If you want privacy, start by being private
Derek Blunt is ranting again...
Alexis de Tocqueville said:
"In a Democracy, the people get the government they deserve."
Maybe the same applies to privacy? People seem to be upset about the so-called lack of privacy these days, or about private information going missing, but I don't notice people being that worried about such matters in their everyday lives. In a (definitely not) highly scientific survey I witnessed the following on a recent train journey in which the carriage was packed (that is to say, there was a large audience):
- Someone yawned, and treated us all to a first class view of his tonsils.
- Someone was discussing his company's business plan with his business partner on his phone at the top of his voice.

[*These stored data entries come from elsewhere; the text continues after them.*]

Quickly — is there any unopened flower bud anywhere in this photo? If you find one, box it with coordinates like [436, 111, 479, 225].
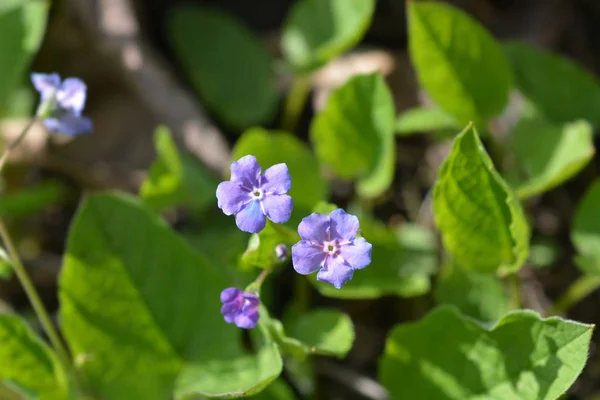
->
[275, 244, 288, 261]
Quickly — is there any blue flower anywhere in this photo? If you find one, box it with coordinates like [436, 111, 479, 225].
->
[291, 209, 372, 289]
[216, 155, 293, 233]
[220, 287, 259, 329]
[31, 73, 93, 136]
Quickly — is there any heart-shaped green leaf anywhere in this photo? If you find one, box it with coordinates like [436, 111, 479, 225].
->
[288, 309, 354, 358]
[508, 102, 594, 199]
[60, 193, 282, 399]
[310, 73, 395, 198]
[233, 128, 328, 221]
[140, 126, 217, 214]
[168, 6, 277, 129]
[281, 0, 375, 73]
[0, 0, 48, 108]
[408, 1, 512, 125]
[433, 124, 529, 274]
[379, 307, 593, 400]
[434, 263, 510, 321]
[0, 314, 71, 400]
[505, 42, 600, 128]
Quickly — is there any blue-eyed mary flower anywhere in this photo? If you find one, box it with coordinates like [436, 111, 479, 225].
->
[292, 209, 372, 289]
[216, 155, 293, 233]
[31, 73, 93, 136]
[220, 287, 260, 329]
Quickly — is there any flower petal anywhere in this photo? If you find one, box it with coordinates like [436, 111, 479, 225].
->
[292, 240, 325, 275]
[298, 213, 330, 242]
[42, 114, 93, 136]
[220, 302, 240, 323]
[317, 256, 354, 289]
[220, 287, 242, 303]
[230, 155, 261, 188]
[339, 238, 372, 270]
[31, 73, 60, 98]
[235, 200, 266, 233]
[234, 310, 259, 329]
[261, 163, 291, 194]
[57, 78, 87, 114]
[262, 194, 293, 224]
[329, 209, 359, 241]
[216, 181, 250, 215]
[242, 295, 259, 315]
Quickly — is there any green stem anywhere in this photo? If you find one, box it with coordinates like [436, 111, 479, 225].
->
[509, 273, 521, 309]
[246, 268, 272, 294]
[0, 217, 72, 369]
[0, 116, 37, 173]
[254, 268, 271, 288]
[280, 75, 311, 132]
[550, 274, 600, 316]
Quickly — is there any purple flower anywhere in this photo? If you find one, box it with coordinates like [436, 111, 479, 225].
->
[31, 73, 93, 136]
[216, 155, 293, 233]
[220, 287, 260, 329]
[292, 209, 372, 289]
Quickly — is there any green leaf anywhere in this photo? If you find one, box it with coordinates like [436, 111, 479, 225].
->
[168, 6, 277, 129]
[0, 180, 69, 218]
[265, 308, 354, 359]
[504, 42, 600, 128]
[572, 179, 600, 274]
[59, 193, 282, 399]
[310, 73, 395, 198]
[379, 307, 593, 400]
[395, 106, 460, 136]
[0, 84, 35, 118]
[434, 263, 510, 321]
[0, 0, 48, 109]
[0, 314, 71, 400]
[242, 222, 298, 270]
[433, 124, 529, 274]
[140, 126, 217, 214]
[407, 1, 512, 124]
[281, 0, 375, 73]
[248, 379, 296, 400]
[311, 201, 338, 215]
[289, 309, 354, 358]
[312, 217, 436, 299]
[508, 103, 594, 199]
[182, 213, 248, 271]
[233, 128, 328, 218]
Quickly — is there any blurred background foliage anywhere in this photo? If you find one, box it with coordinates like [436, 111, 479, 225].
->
[3, 0, 600, 398]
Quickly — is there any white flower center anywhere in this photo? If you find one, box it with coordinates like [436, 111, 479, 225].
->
[323, 240, 339, 256]
[251, 188, 264, 200]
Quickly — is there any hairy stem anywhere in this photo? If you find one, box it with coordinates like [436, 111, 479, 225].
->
[0, 218, 71, 369]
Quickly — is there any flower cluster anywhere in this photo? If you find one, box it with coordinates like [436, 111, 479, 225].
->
[217, 156, 373, 328]
[220, 288, 260, 329]
[31, 73, 93, 136]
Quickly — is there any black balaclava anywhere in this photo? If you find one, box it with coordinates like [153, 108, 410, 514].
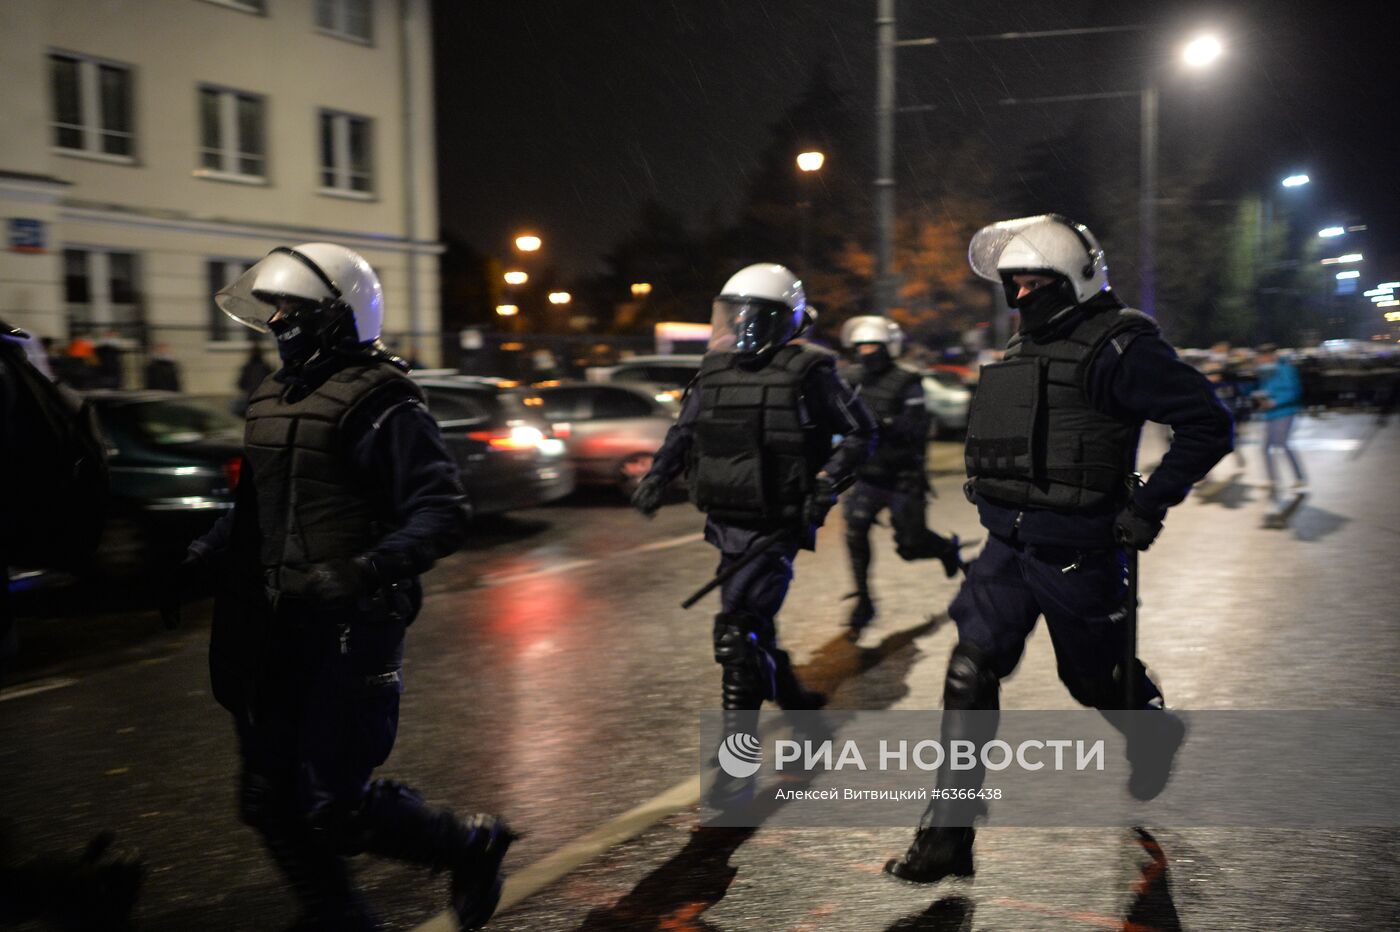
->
[857, 344, 893, 377]
[267, 304, 322, 368]
[1005, 273, 1079, 336]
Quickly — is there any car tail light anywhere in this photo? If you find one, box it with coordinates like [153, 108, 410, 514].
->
[223, 457, 242, 490]
[551, 422, 572, 439]
[467, 425, 546, 451]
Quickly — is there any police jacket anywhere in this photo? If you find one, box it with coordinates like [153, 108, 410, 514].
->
[645, 344, 876, 551]
[970, 292, 1234, 548]
[848, 361, 927, 486]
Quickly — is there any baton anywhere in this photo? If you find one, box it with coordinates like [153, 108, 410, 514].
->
[680, 470, 856, 610]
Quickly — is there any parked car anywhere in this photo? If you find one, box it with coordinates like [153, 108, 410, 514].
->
[86, 391, 244, 572]
[586, 354, 703, 391]
[526, 382, 678, 494]
[411, 376, 576, 515]
[919, 369, 972, 437]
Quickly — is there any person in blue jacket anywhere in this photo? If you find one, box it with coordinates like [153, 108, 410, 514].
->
[884, 215, 1234, 884]
[1253, 343, 1306, 498]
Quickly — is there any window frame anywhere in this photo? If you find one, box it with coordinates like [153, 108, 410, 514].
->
[63, 247, 144, 340]
[48, 50, 136, 162]
[195, 84, 268, 183]
[314, 0, 374, 45]
[317, 108, 375, 197]
[196, 0, 266, 14]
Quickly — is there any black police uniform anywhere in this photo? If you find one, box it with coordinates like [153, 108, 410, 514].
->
[842, 356, 960, 626]
[189, 349, 505, 929]
[643, 343, 876, 713]
[888, 290, 1234, 879]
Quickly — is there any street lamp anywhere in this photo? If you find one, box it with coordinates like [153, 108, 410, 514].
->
[495, 304, 519, 317]
[1318, 226, 1346, 238]
[796, 151, 825, 173]
[630, 282, 652, 297]
[503, 270, 529, 285]
[514, 234, 542, 252]
[795, 150, 826, 270]
[547, 291, 571, 305]
[1181, 34, 1224, 68]
[1281, 174, 1310, 188]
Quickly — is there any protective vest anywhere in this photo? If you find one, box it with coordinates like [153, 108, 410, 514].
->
[687, 344, 834, 525]
[243, 361, 421, 596]
[965, 306, 1157, 513]
[852, 363, 925, 483]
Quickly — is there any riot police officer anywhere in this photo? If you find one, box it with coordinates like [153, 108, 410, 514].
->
[630, 264, 876, 736]
[839, 316, 965, 633]
[165, 243, 513, 929]
[885, 215, 1233, 883]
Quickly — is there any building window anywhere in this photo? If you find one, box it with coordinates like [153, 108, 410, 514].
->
[207, 259, 256, 341]
[199, 0, 265, 12]
[198, 86, 265, 178]
[50, 53, 134, 157]
[315, 0, 372, 43]
[64, 248, 144, 340]
[319, 110, 373, 194]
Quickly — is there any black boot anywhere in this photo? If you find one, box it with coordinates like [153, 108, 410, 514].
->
[259, 820, 376, 932]
[883, 826, 975, 883]
[843, 591, 876, 633]
[1125, 710, 1186, 801]
[7, 832, 146, 931]
[771, 649, 827, 711]
[352, 781, 516, 930]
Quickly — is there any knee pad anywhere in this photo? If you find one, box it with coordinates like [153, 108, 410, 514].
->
[713, 612, 775, 706]
[943, 643, 1000, 711]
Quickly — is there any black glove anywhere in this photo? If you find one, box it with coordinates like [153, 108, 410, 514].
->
[303, 555, 379, 604]
[630, 476, 666, 518]
[158, 551, 209, 630]
[803, 475, 839, 528]
[1114, 498, 1165, 551]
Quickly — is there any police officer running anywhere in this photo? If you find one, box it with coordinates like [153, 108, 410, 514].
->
[163, 244, 513, 929]
[884, 215, 1233, 883]
[630, 264, 876, 758]
[839, 316, 966, 634]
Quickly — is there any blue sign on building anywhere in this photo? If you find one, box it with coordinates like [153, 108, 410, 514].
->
[7, 218, 47, 254]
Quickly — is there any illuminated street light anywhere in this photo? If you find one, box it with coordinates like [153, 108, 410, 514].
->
[547, 291, 572, 305]
[514, 234, 542, 252]
[1318, 227, 1346, 238]
[503, 270, 529, 285]
[1181, 34, 1224, 69]
[1378, 300, 1400, 308]
[1281, 174, 1310, 188]
[1320, 254, 1363, 265]
[796, 150, 826, 173]
[1364, 288, 1394, 297]
[1336, 271, 1360, 280]
[495, 304, 519, 317]
[630, 282, 653, 297]
[1379, 282, 1400, 289]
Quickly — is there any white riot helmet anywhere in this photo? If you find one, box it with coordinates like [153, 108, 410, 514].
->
[968, 214, 1108, 307]
[840, 315, 904, 357]
[708, 263, 812, 356]
[215, 242, 383, 344]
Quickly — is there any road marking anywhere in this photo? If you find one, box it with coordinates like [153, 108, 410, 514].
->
[478, 532, 704, 588]
[0, 676, 78, 703]
[410, 775, 702, 932]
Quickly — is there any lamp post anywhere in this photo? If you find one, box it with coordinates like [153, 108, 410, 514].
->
[796, 150, 825, 272]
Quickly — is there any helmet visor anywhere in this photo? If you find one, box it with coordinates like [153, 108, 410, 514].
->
[215, 248, 339, 334]
[968, 216, 1051, 282]
[215, 262, 275, 333]
[709, 297, 796, 355]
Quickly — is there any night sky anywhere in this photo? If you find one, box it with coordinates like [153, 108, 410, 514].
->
[433, 1, 1398, 287]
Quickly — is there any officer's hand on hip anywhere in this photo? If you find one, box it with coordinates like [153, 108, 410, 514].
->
[1114, 499, 1165, 551]
[630, 476, 665, 518]
[803, 474, 839, 528]
[158, 551, 208, 630]
[304, 555, 378, 603]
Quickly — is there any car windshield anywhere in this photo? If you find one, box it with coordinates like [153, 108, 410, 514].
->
[127, 396, 243, 445]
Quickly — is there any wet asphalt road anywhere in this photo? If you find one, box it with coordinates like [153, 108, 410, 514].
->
[2, 412, 1398, 931]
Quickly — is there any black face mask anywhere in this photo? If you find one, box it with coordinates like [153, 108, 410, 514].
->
[268, 312, 321, 367]
[1013, 280, 1078, 335]
[857, 345, 893, 374]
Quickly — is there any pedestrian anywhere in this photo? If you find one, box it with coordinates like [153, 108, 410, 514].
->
[160, 243, 513, 930]
[884, 215, 1234, 883]
[838, 315, 965, 634]
[93, 330, 124, 390]
[142, 342, 182, 391]
[232, 343, 273, 415]
[1253, 343, 1306, 499]
[0, 320, 142, 930]
[630, 263, 877, 800]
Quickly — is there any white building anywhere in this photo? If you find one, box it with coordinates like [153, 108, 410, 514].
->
[0, 0, 441, 392]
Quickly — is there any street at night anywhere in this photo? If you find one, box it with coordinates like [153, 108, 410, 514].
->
[5, 417, 1397, 931]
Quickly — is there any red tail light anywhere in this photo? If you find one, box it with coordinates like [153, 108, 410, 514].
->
[551, 422, 572, 439]
[467, 425, 546, 451]
[223, 457, 243, 490]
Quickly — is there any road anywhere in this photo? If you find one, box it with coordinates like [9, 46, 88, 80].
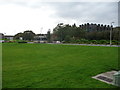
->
[48, 43, 120, 47]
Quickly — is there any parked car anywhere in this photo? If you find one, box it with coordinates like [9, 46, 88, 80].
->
[0, 40, 4, 43]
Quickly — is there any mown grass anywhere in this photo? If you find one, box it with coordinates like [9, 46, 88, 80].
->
[2, 43, 119, 88]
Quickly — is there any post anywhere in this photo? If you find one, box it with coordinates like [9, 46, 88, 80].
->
[0, 39, 2, 90]
[110, 22, 114, 46]
[110, 28, 112, 46]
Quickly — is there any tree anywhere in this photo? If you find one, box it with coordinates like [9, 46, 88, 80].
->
[47, 30, 51, 43]
[53, 23, 67, 41]
[14, 32, 23, 40]
[23, 30, 35, 41]
[52, 23, 120, 42]
[64, 35, 71, 42]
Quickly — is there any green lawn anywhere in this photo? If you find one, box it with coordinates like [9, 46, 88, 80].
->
[2, 43, 119, 88]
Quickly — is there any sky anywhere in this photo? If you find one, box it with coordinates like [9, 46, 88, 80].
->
[0, 0, 119, 35]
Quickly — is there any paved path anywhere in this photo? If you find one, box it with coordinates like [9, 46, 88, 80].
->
[48, 43, 120, 47]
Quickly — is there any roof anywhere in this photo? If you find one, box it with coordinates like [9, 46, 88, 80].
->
[4, 35, 14, 37]
[36, 34, 47, 36]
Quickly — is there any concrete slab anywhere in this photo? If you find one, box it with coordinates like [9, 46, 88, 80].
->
[92, 71, 118, 85]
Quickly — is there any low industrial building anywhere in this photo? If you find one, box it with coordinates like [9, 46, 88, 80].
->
[34, 34, 47, 43]
[4, 35, 14, 40]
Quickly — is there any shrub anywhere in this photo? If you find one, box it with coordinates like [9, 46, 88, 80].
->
[91, 40, 97, 44]
[112, 40, 119, 45]
[75, 39, 81, 43]
[80, 39, 90, 44]
[18, 40, 27, 43]
[99, 40, 108, 44]
[70, 38, 76, 43]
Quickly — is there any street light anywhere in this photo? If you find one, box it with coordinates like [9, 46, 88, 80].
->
[110, 22, 114, 46]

- Someone else was making her personal arrangements at the top of her voice.
- Someone else let his friend -- and all of us -- know exactly what he told his boss to do with his job.
- Someone else spent the entire journey putting her make-up on.
- Someone else picked his nose without bothering with such niceties as a tissue.
Was I just unlucky in my choice of fellow travellers? Or does all this signify a deeper malaise in our society, characterised by an absence of any sense of what is appropriate behaviour in public?
If enough 'ordinary' people don't care about maintaining their privacy and a sense of decorum, why should any government?
Derek Blunt: Blunt by name, blunt by nature.